Absolute, Utter Disbelief! Slight Shock Too!


Ever have those moments where you look at something and then look at it again going, "No way, that can't be right!" I used to all the time with the scale. It was more of a, "No way... I can't have gained that much in a week!" or I tried to put pants on that didn't fit and looked at the size, set them down and looked at the size again to find out my "fat pants" didn't fit anymore. This time it happened in a completely happy way.
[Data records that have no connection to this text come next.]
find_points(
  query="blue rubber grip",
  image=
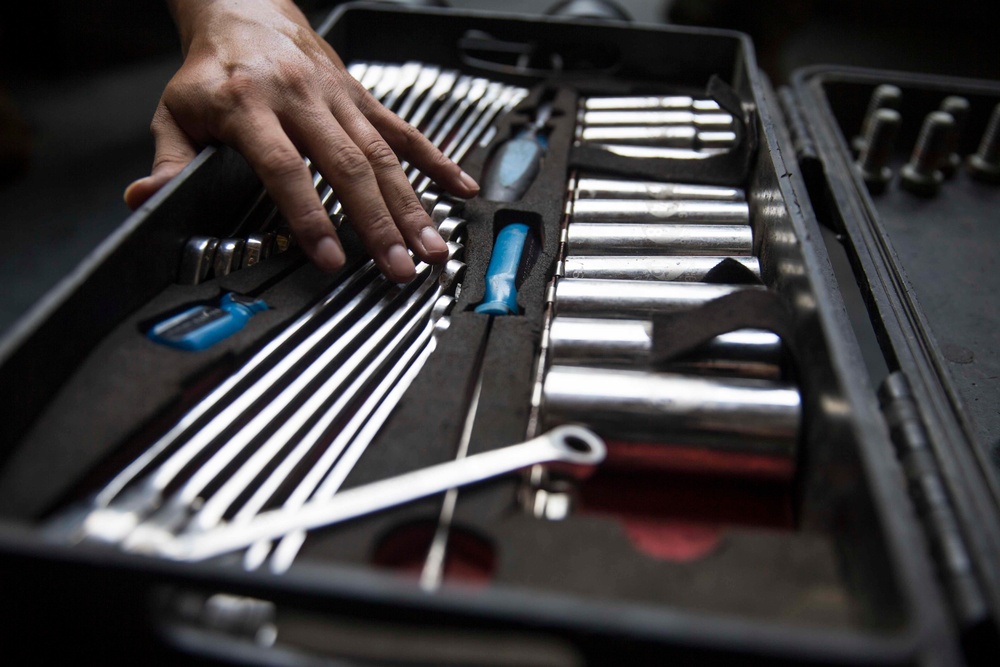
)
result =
(501, 294)
(202, 327)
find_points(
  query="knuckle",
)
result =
(351, 166)
(378, 230)
(409, 209)
(280, 162)
(379, 154)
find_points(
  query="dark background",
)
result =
(79, 81)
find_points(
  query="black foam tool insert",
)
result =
(129, 390)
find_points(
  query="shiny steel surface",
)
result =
(567, 444)
(228, 256)
(612, 188)
(602, 342)
(638, 102)
(196, 259)
(684, 268)
(625, 299)
(620, 238)
(727, 414)
(658, 152)
(654, 211)
(674, 136)
(715, 120)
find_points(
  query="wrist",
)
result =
(195, 16)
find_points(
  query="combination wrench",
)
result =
(571, 445)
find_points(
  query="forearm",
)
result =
(200, 17)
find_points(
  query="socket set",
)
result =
(628, 421)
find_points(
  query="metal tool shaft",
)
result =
(638, 102)
(656, 211)
(568, 444)
(626, 299)
(600, 342)
(659, 152)
(618, 238)
(679, 268)
(722, 121)
(609, 188)
(726, 414)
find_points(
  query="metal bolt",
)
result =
(922, 174)
(958, 108)
(885, 96)
(874, 159)
(985, 163)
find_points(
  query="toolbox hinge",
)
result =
(930, 497)
(802, 139)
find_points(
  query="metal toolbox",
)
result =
(871, 537)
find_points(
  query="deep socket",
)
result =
(731, 414)
(635, 299)
(681, 268)
(621, 238)
(661, 211)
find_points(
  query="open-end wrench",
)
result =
(408, 74)
(395, 81)
(571, 445)
(349, 445)
(469, 98)
(509, 98)
(660, 153)
(639, 102)
(279, 359)
(425, 81)
(228, 443)
(343, 389)
(357, 69)
(707, 120)
(449, 89)
(672, 136)
(450, 144)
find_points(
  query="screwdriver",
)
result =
(515, 164)
(500, 299)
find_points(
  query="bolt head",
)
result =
(877, 180)
(982, 170)
(923, 184)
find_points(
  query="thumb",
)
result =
(174, 151)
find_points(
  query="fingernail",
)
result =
(329, 255)
(468, 181)
(433, 243)
(400, 263)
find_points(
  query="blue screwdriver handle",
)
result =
(515, 164)
(501, 293)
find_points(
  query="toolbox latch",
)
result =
(798, 129)
(933, 505)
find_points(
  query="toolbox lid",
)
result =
(925, 268)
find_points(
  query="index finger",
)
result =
(259, 136)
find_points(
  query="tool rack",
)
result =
(848, 558)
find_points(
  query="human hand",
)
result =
(257, 77)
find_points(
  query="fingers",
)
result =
(377, 198)
(174, 151)
(415, 148)
(258, 134)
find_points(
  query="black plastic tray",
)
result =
(851, 504)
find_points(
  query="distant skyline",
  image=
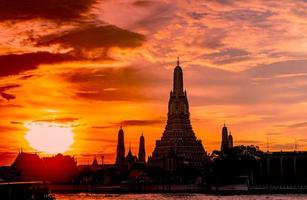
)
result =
(83, 68)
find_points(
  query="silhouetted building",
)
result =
(120, 155)
(230, 141)
(281, 168)
(142, 153)
(178, 135)
(225, 143)
(130, 159)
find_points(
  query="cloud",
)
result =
(140, 122)
(6, 95)
(226, 56)
(295, 125)
(13, 64)
(95, 84)
(133, 122)
(59, 120)
(90, 37)
(57, 10)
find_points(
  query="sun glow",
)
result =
(49, 137)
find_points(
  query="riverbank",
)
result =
(180, 188)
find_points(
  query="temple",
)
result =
(142, 154)
(227, 140)
(120, 154)
(178, 145)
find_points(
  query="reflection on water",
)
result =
(177, 196)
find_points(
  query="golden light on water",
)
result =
(49, 137)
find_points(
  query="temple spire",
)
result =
(178, 80)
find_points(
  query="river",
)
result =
(177, 196)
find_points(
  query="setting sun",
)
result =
(49, 137)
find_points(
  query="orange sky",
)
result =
(91, 65)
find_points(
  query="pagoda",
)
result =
(178, 145)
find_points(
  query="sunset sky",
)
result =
(87, 66)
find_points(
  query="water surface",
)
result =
(85, 196)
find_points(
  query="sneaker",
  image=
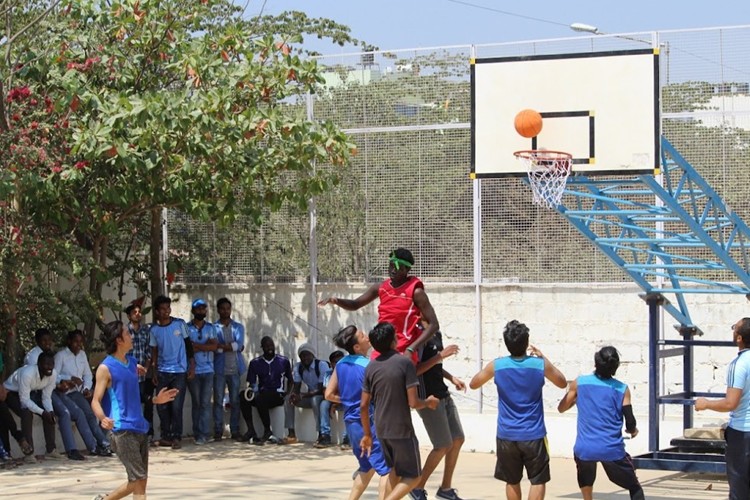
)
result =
(274, 440)
(449, 494)
(54, 455)
(102, 451)
(324, 441)
(345, 444)
(418, 494)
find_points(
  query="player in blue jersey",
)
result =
(345, 387)
(117, 405)
(603, 402)
(737, 402)
(521, 433)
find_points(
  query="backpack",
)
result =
(316, 362)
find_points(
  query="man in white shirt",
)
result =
(73, 369)
(40, 377)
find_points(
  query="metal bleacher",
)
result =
(673, 235)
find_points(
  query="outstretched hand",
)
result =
(165, 396)
(449, 351)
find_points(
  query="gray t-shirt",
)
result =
(230, 357)
(386, 379)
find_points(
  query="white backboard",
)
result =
(602, 107)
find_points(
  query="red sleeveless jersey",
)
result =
(397, 308)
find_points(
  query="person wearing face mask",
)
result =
(203, 336)
(403, 303)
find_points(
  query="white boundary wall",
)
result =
(568, 323)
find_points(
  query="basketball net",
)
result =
(548, 173)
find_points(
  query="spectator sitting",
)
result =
(266, 376)
(40, 377)
(72, 366)
(64, 409)
(310, 370)
(327, 406)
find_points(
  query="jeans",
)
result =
(63, 404)
(314, 402)
(325, 417)
(85, 406)
(232, 382)
(263, 401)
(201, 387)
(170, 414)
(146, 388)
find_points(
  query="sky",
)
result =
(402, 24)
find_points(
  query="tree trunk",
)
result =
(155, 244)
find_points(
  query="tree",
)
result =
(133, 106)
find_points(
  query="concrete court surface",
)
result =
(229, 470)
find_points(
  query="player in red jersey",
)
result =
(403, 303)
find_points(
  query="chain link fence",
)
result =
(409, 113)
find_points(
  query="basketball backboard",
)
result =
(602, 107)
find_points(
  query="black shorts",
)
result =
(402, 456)
(621, 472)
(514, 456)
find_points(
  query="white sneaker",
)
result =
(55, 455)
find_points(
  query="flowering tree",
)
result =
(116, 110)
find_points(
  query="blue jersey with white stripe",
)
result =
(738, 377)
(520, 409)
(600, 419)
(350, 372)
(122, 400)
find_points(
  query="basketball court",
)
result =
(231, 470)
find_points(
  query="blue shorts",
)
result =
(376, 460)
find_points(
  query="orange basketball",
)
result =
(528, 123)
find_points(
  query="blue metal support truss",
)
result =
(673, 235)
(672, 238)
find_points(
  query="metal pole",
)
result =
(653, 301)
(477, 230)
(313, 249)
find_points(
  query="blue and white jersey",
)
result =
(600, 419)
(170, 339)
(738, 377)
(350, 373)
(122, 400)
(520, 409)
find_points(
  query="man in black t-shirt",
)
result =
(443, 425)
(391, 384)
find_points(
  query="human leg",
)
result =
(738, 462)
(218, 405)
(194, 387)
(622, 473)
(82, 424)
(146, 388)
(233, 384)
(164, 381)
(85, 406)
(64, 423)
(509, 467)
(180, 383)
(586, 473)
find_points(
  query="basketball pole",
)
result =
(476, 184)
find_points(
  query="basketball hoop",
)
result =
(548, 173)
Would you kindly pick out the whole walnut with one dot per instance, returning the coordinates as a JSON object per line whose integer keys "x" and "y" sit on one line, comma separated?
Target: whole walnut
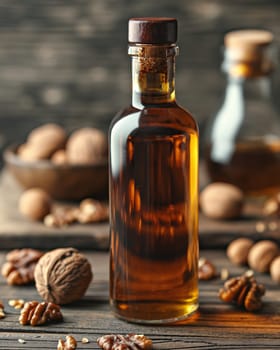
{"x": 62, "y": 275}
{"x": 261, "y": 255}
{"x": 221, "y": 201}
{"x": 59, "y": 157}
{"x": 47, "y": 139}
{"x": 238, "y": 250}
{"x": 35, "y": 204}
{"x": 87, "y": 146}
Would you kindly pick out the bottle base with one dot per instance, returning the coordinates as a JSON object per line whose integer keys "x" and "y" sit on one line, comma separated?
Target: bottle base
{"x": 136, "y": 314}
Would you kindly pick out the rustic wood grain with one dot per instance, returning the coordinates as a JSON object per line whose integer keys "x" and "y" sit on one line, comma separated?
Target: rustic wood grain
{"x": 17, "y": 232}
{"x": 215, "y": 326}
{"x": 64, "y": 61}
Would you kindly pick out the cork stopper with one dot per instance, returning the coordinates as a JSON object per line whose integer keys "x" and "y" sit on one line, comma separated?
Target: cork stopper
{"x": 248, "y": 44}
{"x": 152, "y": 30}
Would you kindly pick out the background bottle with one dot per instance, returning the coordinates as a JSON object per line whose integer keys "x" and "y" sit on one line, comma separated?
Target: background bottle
{"x": 243, "y": 140}
{"x": 153, "y": 187}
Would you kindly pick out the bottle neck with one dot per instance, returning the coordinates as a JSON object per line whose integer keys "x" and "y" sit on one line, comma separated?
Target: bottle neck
{"x": 153, "y": 74}
{"x": 243, "y": 64}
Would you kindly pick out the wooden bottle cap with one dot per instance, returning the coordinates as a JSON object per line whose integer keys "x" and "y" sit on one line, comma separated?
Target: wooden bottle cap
{"x": 248, "y": 44}
{"x": 248, "y": 38}
{"x": 152, "y": 30}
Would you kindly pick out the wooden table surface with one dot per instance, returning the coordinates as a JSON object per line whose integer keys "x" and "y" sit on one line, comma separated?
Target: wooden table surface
{"x": 215, "y": 326}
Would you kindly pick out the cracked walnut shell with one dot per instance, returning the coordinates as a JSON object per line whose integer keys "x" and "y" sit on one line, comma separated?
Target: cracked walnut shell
{"x": 20, "y": 265}
{"x": 243, "y": 291}
{"x": 63, "y": 275}
{"x": 69, "y": 344}
{"x": 36, "y": 314}
{"x": 124, "y": 342}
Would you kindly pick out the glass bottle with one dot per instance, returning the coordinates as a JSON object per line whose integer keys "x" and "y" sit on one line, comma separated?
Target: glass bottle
{"x": 243, "y": 140}
{"x": 153, "y": 187}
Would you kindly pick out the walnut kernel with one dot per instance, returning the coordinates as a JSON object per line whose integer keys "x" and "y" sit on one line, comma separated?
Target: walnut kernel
{"x": 261, "y": 255}
{"x": 243, "y": 291}
{"x": 124, "y": 342}
{"x": 221, "y": 201}
{"x": 69, "y": 344}
{"x": 238, "y": 250}
{"x": 62, "y": 275}
{"x": 35, "y": 313}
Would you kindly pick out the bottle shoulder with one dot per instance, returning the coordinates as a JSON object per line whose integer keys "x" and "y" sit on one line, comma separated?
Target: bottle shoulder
{"x": 169, "y": 115}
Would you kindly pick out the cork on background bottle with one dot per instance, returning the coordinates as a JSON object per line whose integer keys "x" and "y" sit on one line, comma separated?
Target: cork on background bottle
{"x": 243, "y": 139}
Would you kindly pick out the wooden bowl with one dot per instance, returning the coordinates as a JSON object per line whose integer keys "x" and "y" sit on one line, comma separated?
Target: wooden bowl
{"x": 61, "y": 181}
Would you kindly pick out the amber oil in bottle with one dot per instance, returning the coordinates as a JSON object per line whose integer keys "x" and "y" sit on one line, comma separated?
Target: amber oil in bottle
{"x": 153, "y": 187}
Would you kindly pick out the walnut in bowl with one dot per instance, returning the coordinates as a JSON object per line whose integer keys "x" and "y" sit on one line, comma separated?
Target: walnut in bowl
{"x": 62, "y": 180}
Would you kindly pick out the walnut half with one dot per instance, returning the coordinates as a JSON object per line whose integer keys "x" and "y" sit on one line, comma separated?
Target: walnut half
{"x": 243, "y": 291}
{"x": 35, "y": 313}
{"x": 124, "y": 342}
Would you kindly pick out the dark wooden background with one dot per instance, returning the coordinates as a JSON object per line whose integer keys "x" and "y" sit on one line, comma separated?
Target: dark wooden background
{"x": 66, "y": 61}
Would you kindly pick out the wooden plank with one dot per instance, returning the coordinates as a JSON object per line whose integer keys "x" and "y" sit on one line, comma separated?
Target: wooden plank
{"x": 17, "y": 232}
{"x": 215, "y": 326}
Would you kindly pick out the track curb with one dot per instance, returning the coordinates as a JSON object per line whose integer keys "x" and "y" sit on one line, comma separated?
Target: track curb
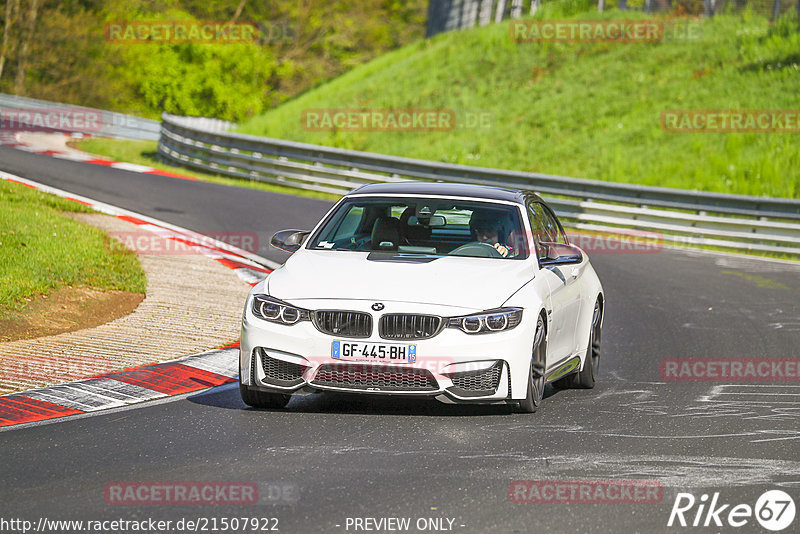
{"x": 139, "y": 384}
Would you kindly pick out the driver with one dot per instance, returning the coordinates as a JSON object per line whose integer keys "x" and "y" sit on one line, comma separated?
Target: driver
{"x": 487, "y": 228}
I decided to go shopping last night for some new fall clothes for me. I haven't shopped for me in... oh, about 2-3 years. Probably since the last time I lost weight in 2012-2013. I have an amazingly awesome best friend who loves clothes and I get her hand-me-downs though, so I do have new outfits once in a while. I am not a fan of shopping, so this relationship works perfectly for me. Of course, I love her for more than her free clothes. Heck, we've been best friends for going on 24 years now. I decided to keep her a long time ago!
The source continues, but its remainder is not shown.